The MedChemica approach applies to small molecules and uses only partial chemical structures, thus keeping compound identities out of the picture.
Because the platform does not reveal compound identities, AstraZeneca and Roche can share knowledge without disclosing proprietary information.

The belief is that neither company’s database on its own gives quite enough statistical power for this approach to work, so they’re trying it on the pooled data:

smaller databases only allow researchers to extract one to five matched pairs, which have a low fidelity of prediction. Ten matched pairs are sufficient to draw a prediction, but reliability increases significantly with 20 matched pairs.
The MedChemica database contains 1.2 million datapoints, each of which represents a single molecule fragment in a single assay. It includes 31 different assays, although more are likely to be added in the future, and not all molecules have been tested in all assays.
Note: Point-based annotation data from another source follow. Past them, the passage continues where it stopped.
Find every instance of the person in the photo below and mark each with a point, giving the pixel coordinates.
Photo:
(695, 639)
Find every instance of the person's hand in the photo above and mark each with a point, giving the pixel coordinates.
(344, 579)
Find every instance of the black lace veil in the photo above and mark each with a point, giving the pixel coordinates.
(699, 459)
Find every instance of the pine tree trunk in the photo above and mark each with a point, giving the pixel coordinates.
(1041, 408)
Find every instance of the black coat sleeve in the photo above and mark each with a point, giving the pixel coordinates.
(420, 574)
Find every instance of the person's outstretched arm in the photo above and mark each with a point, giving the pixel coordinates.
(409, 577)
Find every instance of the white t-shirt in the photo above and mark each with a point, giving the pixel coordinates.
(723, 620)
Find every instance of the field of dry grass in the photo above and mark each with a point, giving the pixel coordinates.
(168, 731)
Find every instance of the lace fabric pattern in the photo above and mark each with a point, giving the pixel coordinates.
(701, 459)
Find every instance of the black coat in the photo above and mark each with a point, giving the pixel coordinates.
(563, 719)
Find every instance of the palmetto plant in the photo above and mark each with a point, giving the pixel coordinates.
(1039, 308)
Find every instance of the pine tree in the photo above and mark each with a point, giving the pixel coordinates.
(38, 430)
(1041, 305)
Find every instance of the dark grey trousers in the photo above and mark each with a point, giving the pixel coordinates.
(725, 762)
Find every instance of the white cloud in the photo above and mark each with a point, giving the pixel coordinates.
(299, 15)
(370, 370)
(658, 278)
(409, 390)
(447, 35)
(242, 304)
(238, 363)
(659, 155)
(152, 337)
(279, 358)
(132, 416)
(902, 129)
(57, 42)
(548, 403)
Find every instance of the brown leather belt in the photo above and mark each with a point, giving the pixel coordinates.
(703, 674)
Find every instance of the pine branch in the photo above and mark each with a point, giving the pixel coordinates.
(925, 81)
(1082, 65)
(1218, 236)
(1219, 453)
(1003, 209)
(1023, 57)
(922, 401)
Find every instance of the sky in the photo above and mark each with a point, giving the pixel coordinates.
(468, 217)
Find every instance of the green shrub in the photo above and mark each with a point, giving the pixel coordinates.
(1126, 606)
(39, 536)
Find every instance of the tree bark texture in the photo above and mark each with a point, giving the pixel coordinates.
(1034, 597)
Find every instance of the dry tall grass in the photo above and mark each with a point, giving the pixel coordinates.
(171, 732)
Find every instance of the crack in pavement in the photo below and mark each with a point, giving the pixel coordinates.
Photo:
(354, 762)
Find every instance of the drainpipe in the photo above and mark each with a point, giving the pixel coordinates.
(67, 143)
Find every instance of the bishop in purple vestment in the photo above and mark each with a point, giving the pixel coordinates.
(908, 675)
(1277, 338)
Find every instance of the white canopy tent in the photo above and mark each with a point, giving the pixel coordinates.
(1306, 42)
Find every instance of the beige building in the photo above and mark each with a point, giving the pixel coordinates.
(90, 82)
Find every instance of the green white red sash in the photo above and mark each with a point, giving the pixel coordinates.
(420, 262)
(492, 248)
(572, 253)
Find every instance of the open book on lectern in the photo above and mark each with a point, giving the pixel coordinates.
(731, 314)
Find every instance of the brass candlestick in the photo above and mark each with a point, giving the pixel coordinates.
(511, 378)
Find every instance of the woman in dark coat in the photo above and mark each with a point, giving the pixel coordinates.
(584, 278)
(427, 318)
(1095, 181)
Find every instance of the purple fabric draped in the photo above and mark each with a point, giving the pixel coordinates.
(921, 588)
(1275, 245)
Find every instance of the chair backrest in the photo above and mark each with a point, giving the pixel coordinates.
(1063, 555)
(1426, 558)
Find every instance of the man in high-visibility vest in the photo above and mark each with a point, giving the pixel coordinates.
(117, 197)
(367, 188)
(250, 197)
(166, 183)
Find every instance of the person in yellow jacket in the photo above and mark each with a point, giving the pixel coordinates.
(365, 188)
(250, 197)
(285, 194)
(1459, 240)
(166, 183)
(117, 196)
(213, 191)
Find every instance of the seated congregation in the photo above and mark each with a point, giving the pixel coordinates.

The article says that AZ and Roche are in discussions with other companies about joining the collaboration. Everyone who joins will get a copy of the pooled database, in addition to being able to share in whatever insights MedChemica comes up with. A limitation is mentioned as well: this is all in vitro data, and its translation to animals or to the clinic provides room to argue.
That’s a real concern, I’d say, although I can certainly see why they’re doing things the way that they are. It’s probably hard enough coming up with in vitro assays across the two companies that are run under similar enough conditions to be usefully paired. In vivo protocols are more varied still, and are notoriously tricky to compare across projects even inside the same company. Just off the top of my head, you have the dosing method (i.v., p.o., etc.), the level of compound given, the vehicle and formulation (a vast source of variability all in itself), the species and strain of animal, the presence of any underlying disease model (versus control animals), what time of day they were dosed and whether they were fed or fasted, whether they were male or female, how old the animals were, and so on and so on. And these factors would be needed just to compare things like PK data, blood levels and so on. If you’re talking about toxicology or other effects, there’s yet another list of stuff to consider. So yes, the earlier assays will be enough to handle for now.
But will they be enough to provide useful information? Here’s where the arguing starts. Limitations of working with only in vitro data aside, you could also say that any trends that are subtle enough to need multi-company-sized pools of data might be too subtle to affect drug discovery very much. The counterargument to that is that some of these rules might still be quite real, but lost in the wilds of chemical diversity space due to lack of effective comparisons. (And the counterargument to that is that if you don’t have very many example, how are you so sure that it’s a rule?) I’m not sure which side of that one I come down on – “skeptical but willing to listen to data” probably describes me here – but this is the key question that MedChemica will presumably answer, one way or another.
Even so, that in vitro focus is going to be a long-term concern. One of the founders is quoted in the article as saying that the goal is to learn how to predict which compounds shouldn’t be made. Fine, but “shouldn’t have been made” is a characteristic that’s often assigned only after a compound has been dosed in vivo. In the nastier cases, the ones you want to avoid the most, it’s only realized after a compound has been in hundreds or thousands of humans in the clinic. The kinds of rules that MedChemica will come up with won’t have any bearing on efficacy failures (nor are they meant to), but efficacy failures – failures of biological understanding – are depressingly common. Perhaps they’ve got a better chance at cutting down the number of “unexplained tox” failures, but that’s still a very tall order as well as a very worthy goal.
Falling short of that, I worry, will mean that the MedChemica approach might end up – even if it works – by only optimizing a bit the shortest and cheapest part of the whole drug discovery process, preclinical med-chem. I sympathize – most of my own big ideas, when I get them, bear only on that part of the business, too. But is it the part that needs to be fixed the most? The hope is that there’s a connection, but it takes quite a while to prove if one exists.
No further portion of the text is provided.